How I Brainstorm

When I was a kid, I would spend hours upon hours drawing. For a while, I was convinced I’d grow up to be a Disney animator. Pictionary and Win, Lose, or Draw were staples of my childhood. And if you were to ever take a look at my school notebooks, you’d see more doodles than notes. I guess it was obvious, even from an early age, that I was a visual thinker.

Fast forward 25 years and nothing has really changed. Sure, I didn’t become an artist (I became a marketer by way of sales), but visual thinking still rules my way of problem solving and developing new ideas.

As a manager, I look to impart many of the things I’ve learned in my career to my team. But, more importantly, I look to foster an environment where my team can learn new things for themselves (and teach me). I try to plant seeds, but I lean on them to water them and make them grow. Whether this is the right way to manage? Who knows, but things have gone well in my career so far and I don’t think anyone who’s ever worked for me has hated it.
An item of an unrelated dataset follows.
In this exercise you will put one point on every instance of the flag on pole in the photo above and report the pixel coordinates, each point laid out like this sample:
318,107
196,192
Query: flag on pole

For my team, ideation and innovation is paramount. It’s the one place where I’m quite demanding. If you’re on my team, I’m going to push you to come up with fresh (and fleshed-out) ideas. But how do we get the ball moving?


My method of brainstorming isn’t revolutionary, but it’s also a little different than what I used to think brainstorming was. For one, I never schedule a “brainstorming” session without giving ample notice. There’s nothing worse than being asked for ideas right on the spot. For some people that might not be a big deal, but others it’s a nightmare. Putting someone on the spot will usually lead to a pretty crappy idea.

To maximize productivity, I give my team fair warning days in advance. I expect them to give serious thought over a few days and bring ideas that have a even the shortest leg to stand on to our session.

Then, instead of having one person act as secretary, writing the ideas down on a whiteboard as their thrown out by the team, I start by asking one person to draw their idea. Yes…draw*.

For whatever reason, I’ve found that drawing out ideas allows everyone to start approaching the idea a little differently and it allows iteration to take place much more quickly. Participation from the team also increases and focus on the “idea” is typically deep. Once we feel we have enough of the idea drawn out, the doodler gets to choose the next person who will draw their idea.

What I’ve seen in my experience is round after round of doodles and ideas that get nurtured in real-time by nearly everyone on the team. Not every idea will be a good one, but we typically always leave with a bunch of really good ones. And even better, our sessions are truly a team effort (and even fun sometimes).

How do you help foster creativity and ideation?

*typically stick figures. Very seldom Mona Lisas.